Optimize INSERT / UPDATE / DELETE operation
- by clime
I wonder if the following script can be optimized somehow. It does write a lot to disk because it deletes possibly up-to-date rows and reinserts them. I was thinking about applying something like "insert ... on duplicate key update" and found some possibilities for single-row updates but I don't know how to apply it in the context of INSERT INTO ... SELECT query.
CREATE OR REPLACE FUNCTION update_member_search_index() RETURNS VOID AS $$
        DECLARE
                member_content_type_id INTEGER;
        BEGIN
                member_content_type_id := (SELECT id FROM django_content_type WHERE app_label='web' AND model='member');
                DELETE FROM watson_searchentry WHERE content_type_id = member_content_type_id;
                INSERT INTO watson_searchentry (engine_slug, content_type_id, object_id, object_id_int, title, description, content, url, meta_encoded)

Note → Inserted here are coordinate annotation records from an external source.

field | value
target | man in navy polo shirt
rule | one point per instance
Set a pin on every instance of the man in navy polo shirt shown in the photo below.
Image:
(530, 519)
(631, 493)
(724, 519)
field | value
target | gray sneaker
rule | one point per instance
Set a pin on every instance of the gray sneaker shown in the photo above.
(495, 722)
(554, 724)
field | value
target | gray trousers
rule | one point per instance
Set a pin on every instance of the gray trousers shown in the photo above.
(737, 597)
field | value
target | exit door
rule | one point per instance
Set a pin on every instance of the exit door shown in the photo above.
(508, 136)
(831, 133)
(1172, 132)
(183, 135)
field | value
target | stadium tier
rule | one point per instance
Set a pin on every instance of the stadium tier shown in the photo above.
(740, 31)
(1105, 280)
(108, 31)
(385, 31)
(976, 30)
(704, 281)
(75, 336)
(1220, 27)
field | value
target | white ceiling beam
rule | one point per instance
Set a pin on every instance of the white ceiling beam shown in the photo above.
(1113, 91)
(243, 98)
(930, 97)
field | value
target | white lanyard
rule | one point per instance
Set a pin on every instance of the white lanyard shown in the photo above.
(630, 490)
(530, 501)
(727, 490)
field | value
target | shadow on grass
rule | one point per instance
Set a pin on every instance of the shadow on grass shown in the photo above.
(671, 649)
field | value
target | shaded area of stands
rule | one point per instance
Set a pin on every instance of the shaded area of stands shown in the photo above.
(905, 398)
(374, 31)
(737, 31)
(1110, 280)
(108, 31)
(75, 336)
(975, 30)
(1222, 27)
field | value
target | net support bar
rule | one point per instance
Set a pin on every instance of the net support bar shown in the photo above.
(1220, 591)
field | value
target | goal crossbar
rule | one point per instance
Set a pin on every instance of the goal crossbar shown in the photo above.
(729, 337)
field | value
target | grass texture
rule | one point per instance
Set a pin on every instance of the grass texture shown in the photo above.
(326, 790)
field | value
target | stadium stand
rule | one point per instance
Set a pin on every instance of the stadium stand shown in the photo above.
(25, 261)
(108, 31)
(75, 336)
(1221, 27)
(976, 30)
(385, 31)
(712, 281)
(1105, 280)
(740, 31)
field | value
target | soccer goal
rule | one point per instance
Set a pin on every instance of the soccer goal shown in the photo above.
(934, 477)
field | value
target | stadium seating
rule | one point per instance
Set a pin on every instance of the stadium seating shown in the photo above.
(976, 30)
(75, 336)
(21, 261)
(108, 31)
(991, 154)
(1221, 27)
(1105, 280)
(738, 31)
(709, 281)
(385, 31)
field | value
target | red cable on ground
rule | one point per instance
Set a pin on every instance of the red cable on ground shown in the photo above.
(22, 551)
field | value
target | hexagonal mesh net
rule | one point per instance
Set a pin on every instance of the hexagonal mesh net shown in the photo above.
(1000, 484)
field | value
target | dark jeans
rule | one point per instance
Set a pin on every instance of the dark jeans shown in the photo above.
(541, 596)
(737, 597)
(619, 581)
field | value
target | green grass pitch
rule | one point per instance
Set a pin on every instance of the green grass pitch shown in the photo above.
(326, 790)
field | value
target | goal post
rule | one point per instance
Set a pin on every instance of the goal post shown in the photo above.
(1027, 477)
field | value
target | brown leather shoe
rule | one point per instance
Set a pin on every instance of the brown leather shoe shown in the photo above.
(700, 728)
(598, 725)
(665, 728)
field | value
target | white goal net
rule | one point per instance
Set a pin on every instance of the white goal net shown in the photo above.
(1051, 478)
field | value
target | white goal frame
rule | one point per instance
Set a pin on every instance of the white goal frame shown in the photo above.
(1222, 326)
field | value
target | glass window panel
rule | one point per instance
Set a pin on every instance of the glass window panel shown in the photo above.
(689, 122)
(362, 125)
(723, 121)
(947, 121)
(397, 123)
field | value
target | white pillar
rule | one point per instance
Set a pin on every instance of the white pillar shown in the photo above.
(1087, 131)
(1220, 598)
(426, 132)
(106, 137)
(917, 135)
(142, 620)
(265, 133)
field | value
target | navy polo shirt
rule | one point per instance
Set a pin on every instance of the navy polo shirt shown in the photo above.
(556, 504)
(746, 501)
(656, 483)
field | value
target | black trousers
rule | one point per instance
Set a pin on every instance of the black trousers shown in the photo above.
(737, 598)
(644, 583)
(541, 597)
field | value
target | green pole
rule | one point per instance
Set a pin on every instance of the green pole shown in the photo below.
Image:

                SELECT 'default',
                        member_content_type_id,
                        web_member.id,
                        web_member.id,
                        web_member.name,
                        '',
                        web_user.email||' '||web_member.normalized_name||' '||web_country.name,
                        '',
                        '{}'
                FROM web_member INNER JOIN web_user ON (web_member.user_id = web_user.id) INNER JOIN web_country ON (web_member.country_id = web_country.id)
                WHERE web_user.is_active=TRUE;
        END;
$$ LANGUAGE plpgsql;
EDIT: Schemas of web_member, watson_searchentry, web_user, web_country: http://pastebin.com/3tRVPPVi.
(content_type_id, object_id_int) in watson_searchentry is unique pair in the table but atm the index is not present (there is no use for it).
This script should be run at most once a day for full rebuilds of search index.